There wasn’t much to Fort Ward. It was billed as the best preserved Civil War era fortification for the defense of the capital across the river, but time had dissolved its significance. A half dozen painted black field pieces pointed out over a citadel-pointed earthen embankment. It was a park now. Gay couples walked apartment-appropriate dogs. Everything had to be kept on a leash. Fort Ward had never had to face an enemy. Now it looked to be defending itself against the interstate just to the north and the Catholic middle school campus off to the west. The screams of a girls’ soccer game blended with the freeway traffic growl through the spring-bare trees. The most symbolic thing about the place was the way the mouths of all the cannons had been sealed shut with cemented-in cannon balls. Of course that was only to keep them from filling up with trash, like the little bags of poodle shit that the leashed humans carried.

Dominick had never been here before. He had only recently discovered his interest in old battle fields and abandoned forts. One of the fine things about such places was that he usually had them pretty much to himself. This was true of Fort Ward on a Saturday morning. There was always a silence in these places that was different than other silences, as if even the birds kept their mouths shut out of respect or fear or shame, as if the place had a memory. In 1861, after the disaster of First Manassas, there had been just sketchy emplacements like this one to halt a Confederate drive on Washington. What if the war had started and ended that way with a first move checkmate by the rebels?

Dominick had brought his camera, but there really was nothing to photograph. He was glad for that. The mood he was in, any photos would have come out bad anyway; and the weather had changed, a low front rolling in and blocking the sun. He debated driving out to Manassas, less than an hour away. But what was the point if it was going to rain? He did not want to return to the feminine den of his mother’s house, that occupied territory. Alexandria had been the longest occupied city in the civil conflict, seized and held by Federal troops from the beginning to the end of the long war, the War of Northern Aggression. By the end of the war half of the city’s population would be freed black slaves. “Contraband” they were called, as if giving them a made-up name would somehow disguise them as just property.

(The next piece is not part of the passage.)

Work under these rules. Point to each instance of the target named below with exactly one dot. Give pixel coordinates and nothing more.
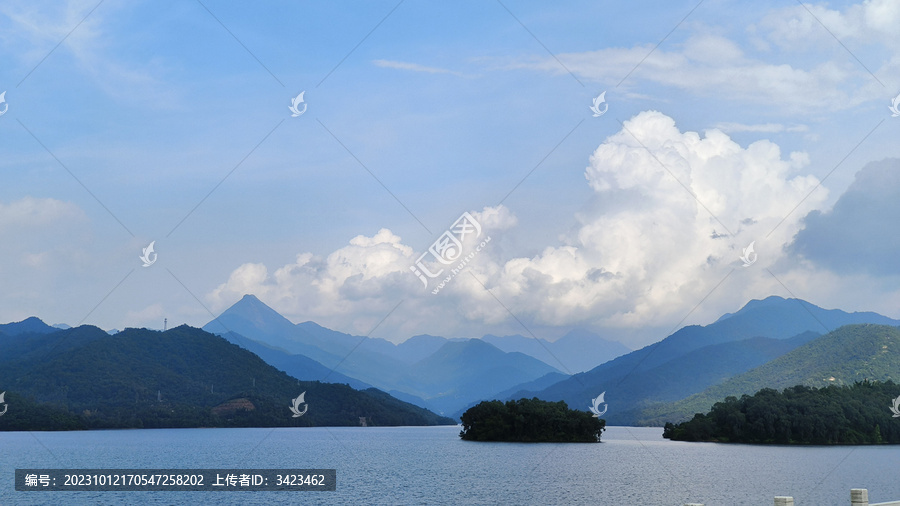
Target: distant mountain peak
(254, 310)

What Dominick liked about the past was that you could move around in it, take your time, linger and ponder, even go back to look at things again with second thoughts. Not like the present where you were always being hurried along lock-step, caught in some involuntary race to keep apace, or the future, populated with the ghosts of what-might-become. You could live in 1861 as long as you chose to. He wanted a camera that could take pictures of the past, sepia-toned photographs of men in rumbled clothes leading wasted horses through a blasted treeless landscape. A siren passed on the interstate, whooping like some android Indian. Or was it a digitalized rebel yell? The past was also soundless. He couldn’t remember the sound of his mother’s voice. No one ever spoke in his dreams. Only the present came with a soundtrack. He wondered about deaf peoples’ sense of time without that parameter.

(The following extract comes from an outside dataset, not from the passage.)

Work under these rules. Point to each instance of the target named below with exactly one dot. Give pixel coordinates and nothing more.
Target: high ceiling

“Hey, you, come down from there. You can’t walk up there.” A black man in some sort of uniform was yelling at him.

Dominick had hiked up to the top of the fortification’s earthen embankment, trying to imagine vanished geography.

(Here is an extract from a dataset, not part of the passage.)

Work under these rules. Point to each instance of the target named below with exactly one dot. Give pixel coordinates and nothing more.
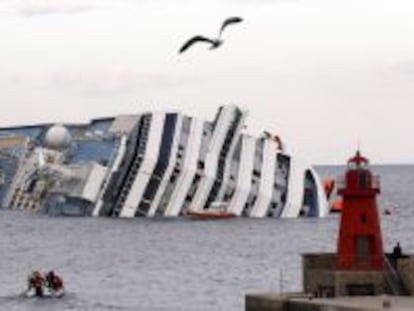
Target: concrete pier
(295, 302)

“That there is one hundred and fifty years old. You can’t walk up there.”

“I am descending,” Dominick said, then he snapped a photo of the man. A combatant, he thought. Contrabands had built most of these places. It began to rain, big random drops the color and size of bullets.

——- *——

We race for Richmond and beyond. Our speed locked in by those around us. For the hyper there are express lanes. Twenty cars pass us for every semi we leave behind. But the country opens up into America, and the poetry begins to creep in through place names—Scratch Kettle, Red Toad Road, Powhite Parkway. Sometimes names on the land are all that is left to awaken us from time’s coma, the present.